Friday, March 31, 2006

Department of Homeland, er, Producing?

The restriction of official images is troubling indeed. Can we no longer write about, say, the FBI or CIA in ways that aren't strictly flattering? (And who wants to write or read ANYTHING that's strictly flattering about its subjects?).

I'd read some time ago that LAPD was considering copyrighting its name and logo so writers would have to pay a fee or get approval to use them. I'm not sure if that's fact or paranoid urban legend, but the topic seems to be very much in the wind.
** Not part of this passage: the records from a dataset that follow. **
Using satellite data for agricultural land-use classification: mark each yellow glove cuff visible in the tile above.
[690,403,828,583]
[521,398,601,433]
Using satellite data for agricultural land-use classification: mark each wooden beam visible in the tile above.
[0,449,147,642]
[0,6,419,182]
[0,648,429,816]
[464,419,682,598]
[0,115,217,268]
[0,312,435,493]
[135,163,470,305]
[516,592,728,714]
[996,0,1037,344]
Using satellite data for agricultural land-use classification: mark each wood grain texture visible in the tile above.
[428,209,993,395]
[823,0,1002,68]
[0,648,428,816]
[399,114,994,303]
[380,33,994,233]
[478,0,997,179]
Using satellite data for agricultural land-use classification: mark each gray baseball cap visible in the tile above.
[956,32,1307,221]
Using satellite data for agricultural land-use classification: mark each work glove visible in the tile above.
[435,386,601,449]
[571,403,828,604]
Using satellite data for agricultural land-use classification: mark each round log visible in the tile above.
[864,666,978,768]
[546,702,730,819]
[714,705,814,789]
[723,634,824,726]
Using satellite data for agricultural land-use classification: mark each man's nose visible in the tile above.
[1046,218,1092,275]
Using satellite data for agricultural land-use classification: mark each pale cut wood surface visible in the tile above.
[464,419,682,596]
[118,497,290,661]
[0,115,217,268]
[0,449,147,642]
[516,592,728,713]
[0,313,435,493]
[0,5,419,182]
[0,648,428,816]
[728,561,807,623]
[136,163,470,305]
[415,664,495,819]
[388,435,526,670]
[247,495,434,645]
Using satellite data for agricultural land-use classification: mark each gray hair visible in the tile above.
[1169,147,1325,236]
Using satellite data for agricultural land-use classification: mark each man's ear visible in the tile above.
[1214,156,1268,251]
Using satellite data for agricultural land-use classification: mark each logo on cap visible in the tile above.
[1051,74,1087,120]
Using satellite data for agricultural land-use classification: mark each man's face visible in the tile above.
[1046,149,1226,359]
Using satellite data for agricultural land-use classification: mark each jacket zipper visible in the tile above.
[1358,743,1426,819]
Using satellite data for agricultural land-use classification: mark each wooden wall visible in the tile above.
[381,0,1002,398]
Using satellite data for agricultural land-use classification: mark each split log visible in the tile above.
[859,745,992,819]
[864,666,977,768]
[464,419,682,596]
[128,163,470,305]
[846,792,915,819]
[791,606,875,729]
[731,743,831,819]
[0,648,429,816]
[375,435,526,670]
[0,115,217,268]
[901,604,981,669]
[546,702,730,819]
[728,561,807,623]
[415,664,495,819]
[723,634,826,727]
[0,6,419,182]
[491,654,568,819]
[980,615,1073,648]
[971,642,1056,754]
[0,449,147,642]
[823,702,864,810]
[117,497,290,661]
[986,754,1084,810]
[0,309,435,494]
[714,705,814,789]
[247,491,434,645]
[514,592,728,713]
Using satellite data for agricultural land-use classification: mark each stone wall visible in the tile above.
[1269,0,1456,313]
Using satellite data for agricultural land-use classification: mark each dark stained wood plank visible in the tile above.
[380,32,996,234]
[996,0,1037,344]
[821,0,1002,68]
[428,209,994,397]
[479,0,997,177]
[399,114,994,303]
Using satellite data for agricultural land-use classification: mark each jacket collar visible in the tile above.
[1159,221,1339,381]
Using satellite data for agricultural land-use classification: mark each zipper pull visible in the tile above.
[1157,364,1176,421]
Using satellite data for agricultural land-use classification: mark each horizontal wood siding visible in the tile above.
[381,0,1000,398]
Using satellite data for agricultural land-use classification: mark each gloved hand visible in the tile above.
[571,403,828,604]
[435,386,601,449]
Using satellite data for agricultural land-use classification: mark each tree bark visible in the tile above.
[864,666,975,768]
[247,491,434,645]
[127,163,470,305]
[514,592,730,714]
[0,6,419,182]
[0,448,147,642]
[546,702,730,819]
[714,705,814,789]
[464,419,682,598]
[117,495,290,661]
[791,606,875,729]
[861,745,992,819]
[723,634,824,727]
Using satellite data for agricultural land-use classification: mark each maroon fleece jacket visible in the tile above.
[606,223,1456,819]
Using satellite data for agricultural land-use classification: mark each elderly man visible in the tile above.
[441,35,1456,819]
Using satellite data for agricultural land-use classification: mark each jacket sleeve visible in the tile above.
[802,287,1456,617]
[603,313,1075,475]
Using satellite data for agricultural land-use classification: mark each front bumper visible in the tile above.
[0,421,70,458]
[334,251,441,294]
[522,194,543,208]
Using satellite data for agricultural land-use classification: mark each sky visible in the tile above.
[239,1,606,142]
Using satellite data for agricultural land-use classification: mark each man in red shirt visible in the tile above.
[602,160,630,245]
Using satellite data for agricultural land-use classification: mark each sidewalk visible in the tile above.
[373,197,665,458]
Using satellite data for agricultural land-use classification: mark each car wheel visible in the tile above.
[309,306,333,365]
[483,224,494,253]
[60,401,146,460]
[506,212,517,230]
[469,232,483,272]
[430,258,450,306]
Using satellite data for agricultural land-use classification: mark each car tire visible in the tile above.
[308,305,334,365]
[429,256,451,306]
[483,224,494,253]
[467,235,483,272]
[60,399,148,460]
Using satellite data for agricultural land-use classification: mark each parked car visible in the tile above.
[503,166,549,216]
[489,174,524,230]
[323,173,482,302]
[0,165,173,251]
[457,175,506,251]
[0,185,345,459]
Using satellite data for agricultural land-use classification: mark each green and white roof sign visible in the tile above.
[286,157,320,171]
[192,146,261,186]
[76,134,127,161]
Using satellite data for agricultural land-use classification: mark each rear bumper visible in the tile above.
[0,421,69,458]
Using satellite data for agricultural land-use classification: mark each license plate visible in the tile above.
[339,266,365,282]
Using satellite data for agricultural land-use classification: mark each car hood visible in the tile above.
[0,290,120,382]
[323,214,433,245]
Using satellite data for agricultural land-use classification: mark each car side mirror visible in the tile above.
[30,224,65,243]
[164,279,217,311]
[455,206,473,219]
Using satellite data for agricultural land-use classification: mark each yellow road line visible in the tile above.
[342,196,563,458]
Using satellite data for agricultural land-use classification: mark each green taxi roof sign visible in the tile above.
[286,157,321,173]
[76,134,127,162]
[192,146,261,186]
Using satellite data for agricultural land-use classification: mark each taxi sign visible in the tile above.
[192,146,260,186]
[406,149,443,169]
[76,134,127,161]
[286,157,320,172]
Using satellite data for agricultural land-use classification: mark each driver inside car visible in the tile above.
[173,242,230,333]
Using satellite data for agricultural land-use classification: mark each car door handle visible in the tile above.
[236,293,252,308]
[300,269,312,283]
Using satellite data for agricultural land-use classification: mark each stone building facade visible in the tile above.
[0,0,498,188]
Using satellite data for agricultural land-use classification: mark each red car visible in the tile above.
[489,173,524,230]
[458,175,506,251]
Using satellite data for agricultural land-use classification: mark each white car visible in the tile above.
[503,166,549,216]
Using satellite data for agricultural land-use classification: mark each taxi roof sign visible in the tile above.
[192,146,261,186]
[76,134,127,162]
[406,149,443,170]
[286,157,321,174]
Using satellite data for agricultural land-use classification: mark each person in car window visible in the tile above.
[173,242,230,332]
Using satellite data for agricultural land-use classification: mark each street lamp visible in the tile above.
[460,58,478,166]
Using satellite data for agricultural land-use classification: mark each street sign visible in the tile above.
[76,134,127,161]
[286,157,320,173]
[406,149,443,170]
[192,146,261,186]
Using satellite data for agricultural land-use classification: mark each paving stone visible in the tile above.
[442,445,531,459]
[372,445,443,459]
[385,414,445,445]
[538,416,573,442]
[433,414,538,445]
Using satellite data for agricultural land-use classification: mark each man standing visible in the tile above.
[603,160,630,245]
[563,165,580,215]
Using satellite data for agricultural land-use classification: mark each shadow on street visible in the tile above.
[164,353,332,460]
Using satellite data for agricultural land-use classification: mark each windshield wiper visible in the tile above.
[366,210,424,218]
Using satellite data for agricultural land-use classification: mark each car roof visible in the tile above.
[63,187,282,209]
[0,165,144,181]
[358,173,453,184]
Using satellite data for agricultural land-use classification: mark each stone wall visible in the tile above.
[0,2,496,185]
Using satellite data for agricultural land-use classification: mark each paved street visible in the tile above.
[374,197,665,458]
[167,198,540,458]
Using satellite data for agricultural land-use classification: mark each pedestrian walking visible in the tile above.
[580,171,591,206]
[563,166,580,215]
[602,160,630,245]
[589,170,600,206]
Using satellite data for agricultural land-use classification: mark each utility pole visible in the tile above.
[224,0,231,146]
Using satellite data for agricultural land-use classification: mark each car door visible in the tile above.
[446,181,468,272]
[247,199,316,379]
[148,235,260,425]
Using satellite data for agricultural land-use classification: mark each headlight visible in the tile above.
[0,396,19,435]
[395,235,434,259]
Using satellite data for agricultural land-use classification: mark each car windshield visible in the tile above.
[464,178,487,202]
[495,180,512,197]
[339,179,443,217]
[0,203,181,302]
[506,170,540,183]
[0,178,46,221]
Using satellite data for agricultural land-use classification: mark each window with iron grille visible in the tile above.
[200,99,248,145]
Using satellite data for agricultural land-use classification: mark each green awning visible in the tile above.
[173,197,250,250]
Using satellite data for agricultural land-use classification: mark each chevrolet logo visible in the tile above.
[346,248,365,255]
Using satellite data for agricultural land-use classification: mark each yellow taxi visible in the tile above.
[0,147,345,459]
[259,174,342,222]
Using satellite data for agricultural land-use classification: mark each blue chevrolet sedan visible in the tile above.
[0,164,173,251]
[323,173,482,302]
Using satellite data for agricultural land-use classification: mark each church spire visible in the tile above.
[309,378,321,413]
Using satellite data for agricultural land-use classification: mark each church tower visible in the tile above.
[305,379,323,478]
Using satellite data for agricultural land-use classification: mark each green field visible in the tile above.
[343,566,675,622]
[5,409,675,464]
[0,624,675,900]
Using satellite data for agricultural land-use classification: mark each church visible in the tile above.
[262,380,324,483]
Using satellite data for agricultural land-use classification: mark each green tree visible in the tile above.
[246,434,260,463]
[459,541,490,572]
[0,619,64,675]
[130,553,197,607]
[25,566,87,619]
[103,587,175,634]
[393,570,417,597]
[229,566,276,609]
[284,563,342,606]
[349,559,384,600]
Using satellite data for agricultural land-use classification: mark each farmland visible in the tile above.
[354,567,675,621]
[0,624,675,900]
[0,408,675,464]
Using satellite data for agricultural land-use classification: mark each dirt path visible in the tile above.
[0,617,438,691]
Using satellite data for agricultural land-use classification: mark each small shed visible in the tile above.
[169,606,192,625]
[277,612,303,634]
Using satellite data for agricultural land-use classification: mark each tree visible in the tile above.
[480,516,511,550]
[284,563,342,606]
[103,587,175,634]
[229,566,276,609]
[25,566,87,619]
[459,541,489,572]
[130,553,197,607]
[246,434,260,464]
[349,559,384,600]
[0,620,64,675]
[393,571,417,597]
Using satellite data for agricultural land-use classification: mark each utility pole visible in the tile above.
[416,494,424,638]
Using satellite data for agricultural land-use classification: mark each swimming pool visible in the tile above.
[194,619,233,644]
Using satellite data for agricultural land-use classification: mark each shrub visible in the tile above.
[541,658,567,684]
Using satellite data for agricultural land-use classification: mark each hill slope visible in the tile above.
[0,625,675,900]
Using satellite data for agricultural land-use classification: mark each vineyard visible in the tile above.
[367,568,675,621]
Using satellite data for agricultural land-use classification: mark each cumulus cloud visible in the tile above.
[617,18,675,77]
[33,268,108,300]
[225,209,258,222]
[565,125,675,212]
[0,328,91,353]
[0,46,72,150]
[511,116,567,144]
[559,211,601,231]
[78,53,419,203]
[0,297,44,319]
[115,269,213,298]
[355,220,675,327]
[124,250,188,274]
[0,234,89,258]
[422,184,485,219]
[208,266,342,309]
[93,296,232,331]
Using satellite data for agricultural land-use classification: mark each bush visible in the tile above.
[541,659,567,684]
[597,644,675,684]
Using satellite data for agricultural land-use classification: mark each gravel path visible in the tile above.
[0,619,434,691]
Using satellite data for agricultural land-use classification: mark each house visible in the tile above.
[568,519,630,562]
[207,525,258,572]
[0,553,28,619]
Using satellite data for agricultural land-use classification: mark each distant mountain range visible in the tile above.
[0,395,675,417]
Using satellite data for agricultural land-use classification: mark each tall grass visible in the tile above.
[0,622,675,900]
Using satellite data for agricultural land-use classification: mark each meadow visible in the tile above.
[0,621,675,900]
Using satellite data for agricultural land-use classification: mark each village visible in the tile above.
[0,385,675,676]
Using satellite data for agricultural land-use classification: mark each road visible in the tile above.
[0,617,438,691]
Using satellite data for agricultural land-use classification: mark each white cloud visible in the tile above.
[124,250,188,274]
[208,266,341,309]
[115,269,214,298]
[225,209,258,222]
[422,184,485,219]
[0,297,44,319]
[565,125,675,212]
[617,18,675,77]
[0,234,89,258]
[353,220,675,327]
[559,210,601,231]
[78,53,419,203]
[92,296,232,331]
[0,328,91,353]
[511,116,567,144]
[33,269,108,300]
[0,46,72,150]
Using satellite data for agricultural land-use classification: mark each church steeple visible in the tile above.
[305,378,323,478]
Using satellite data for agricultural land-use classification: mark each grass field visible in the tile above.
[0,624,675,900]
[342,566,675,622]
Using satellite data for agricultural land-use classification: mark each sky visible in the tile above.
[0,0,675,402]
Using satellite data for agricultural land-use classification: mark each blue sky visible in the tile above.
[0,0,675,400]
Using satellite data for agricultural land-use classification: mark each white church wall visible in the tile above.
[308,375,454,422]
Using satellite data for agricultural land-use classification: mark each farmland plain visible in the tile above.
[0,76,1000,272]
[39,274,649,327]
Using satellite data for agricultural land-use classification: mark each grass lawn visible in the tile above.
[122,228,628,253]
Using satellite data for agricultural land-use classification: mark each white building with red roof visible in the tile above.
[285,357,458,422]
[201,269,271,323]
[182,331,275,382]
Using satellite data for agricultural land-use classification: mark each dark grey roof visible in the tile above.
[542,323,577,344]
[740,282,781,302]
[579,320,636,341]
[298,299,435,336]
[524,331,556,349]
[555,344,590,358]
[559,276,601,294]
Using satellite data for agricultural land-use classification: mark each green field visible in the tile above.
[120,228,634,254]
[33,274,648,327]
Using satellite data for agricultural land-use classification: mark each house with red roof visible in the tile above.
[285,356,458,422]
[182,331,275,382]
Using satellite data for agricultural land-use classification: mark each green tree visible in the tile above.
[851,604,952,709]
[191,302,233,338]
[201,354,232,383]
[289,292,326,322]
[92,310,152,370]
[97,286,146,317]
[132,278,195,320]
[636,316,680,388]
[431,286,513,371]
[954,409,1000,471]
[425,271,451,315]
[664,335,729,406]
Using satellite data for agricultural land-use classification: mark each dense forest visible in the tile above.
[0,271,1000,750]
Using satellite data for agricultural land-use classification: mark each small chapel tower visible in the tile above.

I don't have an update on the outcome of Schulman's complaint, so if any of you do, I'd be curious to hear it....
A Los Angeles screenwriter is claiming that the Department of Homeland Security has informed him that he may not use the agency's name "or any of the Department's official visual identities" in the script for his film, Lady Magdalene, despite the fact that the film presents a positive image of the DHS. The writer, J. Neil Schulman, said Tuesday that he had received a notice from Bobbie Faye Ferguson, director of the NHS's office of multimedia, informing him that his "project does not fit within the DHS mission and that it is not something we can participate in." In response, Schulman wrote to Ferguson that he had already received assistance from a special agent of the NHS's air marshal service while he was preparing his screenplay and that the agency's notice to him now represents a violation of his First Amendment rights. "Merely the claim that you have the power to restrict such official images is chilling to the process of writing and producing a movie -- and certainly to an independent film in pre-production with a start date for principal photography only six weeks away," Schulman wrote.